Lady from Shanghai and Experiment in Terror: Newest Titles from Indicator

Lady from Shanghai

Crime, Film-Noir, Drama | USA, 1947 |24th April 2017(UK) | Powerhouse Films |Dir.Orson Welles | Rita Heyworth, Orson Welles, Everett Sloane,The Lady from Shanghai (Dual Format Limited Edition) [Blu-ray]

Everyone loves a good puzzle. The anticipation while you put it together, the satisfaction once it’s complete; it’s great. Mysteries are like puzzles (duh), except you have to watch someone else put the pieces together. You never know if they’re hiding extra pieces up their sleeve or throwing out pieces that don’t fit or making a different puzzle altogether.

So here’s the deal with The Lady from Shanghai: it’s definitely a puzzle (duh), but Welles puts the pieces together so many times and in so many different ways that by the end of it all you’re not sure if you’ve got the final picture or if the edges of the pieces are just so worn away that they’ll fit together any way you place them.

It’s a fair point to make that, however, these pieces come together, by themselves they’re enough to make a well-paced 90-minute puzzle entertaining.

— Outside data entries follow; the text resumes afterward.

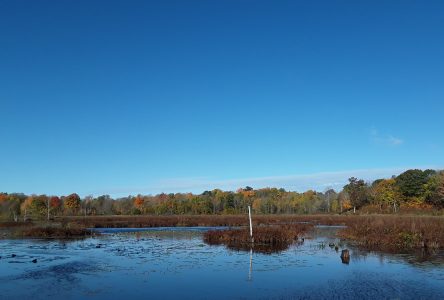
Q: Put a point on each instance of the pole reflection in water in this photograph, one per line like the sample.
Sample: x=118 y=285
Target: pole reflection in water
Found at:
x=250 y=272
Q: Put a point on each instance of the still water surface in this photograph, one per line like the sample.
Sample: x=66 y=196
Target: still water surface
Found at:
x=174 y=263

One piece wants to kill another (something about making puzzles with his girlfriend), and alliances which were already fuzzy to begin with become even shadier and indeterminate. Between the backstabbing, double crossing, and betrayals, it’s impossible to know where any piece belongs in the bigger picture.

The Lady from Shanghai is definitely good (duh), but whether it will rise to the level of greatness for you will depend on what kind of puzzles you like and how you like to see them put together. If you like your plots to be clear-cut and coherent, this might leave you scratching your head in confused disappointment. But if some great performances and a spectacular conclusion are enough to round the edges off some murky motivations, this might just be the film for you.

Special Features
* Audio commentary with filmmaker and Welles expert Peter Bogdanovich
* Simon Callow on ‘The Lady from Shanghai’ (2017): appreciation by the acclaimed actor and Welles scholar
* An Interview with Rita Hayworth (1970): interview filmed for the French TV programme Pour le cinéma
* A Discussion with Peter Bogdanovich (2000): the renowned filmmaker and author talks about Welles and The Lady from Shanghai
* Joe Dante trailer commentary (2013): a short critical appreciation
* Original theatrical trailer + image gallery
* Limited edition exclusive 40-page booklet with a new essay by film critic Samm Deighan, a chapter from William Castle’s memoirs about the making of the film, and Welles’ 9-page memo to Harry Cohn.

Experiment in Terror

Crime, Mystery, Thriller | USA, 1962 | 12| 24th April 2017(UK) | Powerhouse Films | Dir.Blake Edwards | Glenn Ford,Lee Remick, Stefanie Powers | Buy:Experiment in Terror (Dual Format Limited Edition) [Blu-ray]

In Experiment In Terror you get some pretty nasty bits of violence, a couple of very pointed moments of ‘almost swearing’ and hints at sexual assault. It also comes as no surprise that over 50 years on, even though we’ve been fed just about the lengths of violence and coarse language that we can possibly be taken to, that the more suggestive tone of this film seems to make it far more gripping and disturbing.

From the moment Ross Martin collars Remick in a garage, wheezes threats at her, it’s obvious that Experiment In Terror is going to be an experiment in more than just that. What is perhaps the biggest relief about the film, however, is that its not just Blake Edwards using it a testing ground to see what he could get away with, but a very fine crime drama and noir as well.

Not everything progresses without the odd bump in the road – Martin doing a very unconvincing bit of cross-dressing to threaten Remick once again is especially daft while Glenn Ford, who is otherwise as solidly dependable as he always was, doesn’t hold as much fascination as he perhaps should have done. It’s safe to say that even the former misfire provides entertainment, even so.

Special Features
* Audio commentary by film critic Kim Morgan
* All By Herself: Stefanie Powers on ‘Experiment in Terror’ (2017): exclusive filmed interview with the actress
* Isolated score
* Theatrical trailers + TV Spots
* Limited edition exclusive 32-page booklet with a new essay by film critic Kim Morgan, and a new examination of the secret FBI files dedicated to screenwriters The Gordons by Jeff Billington.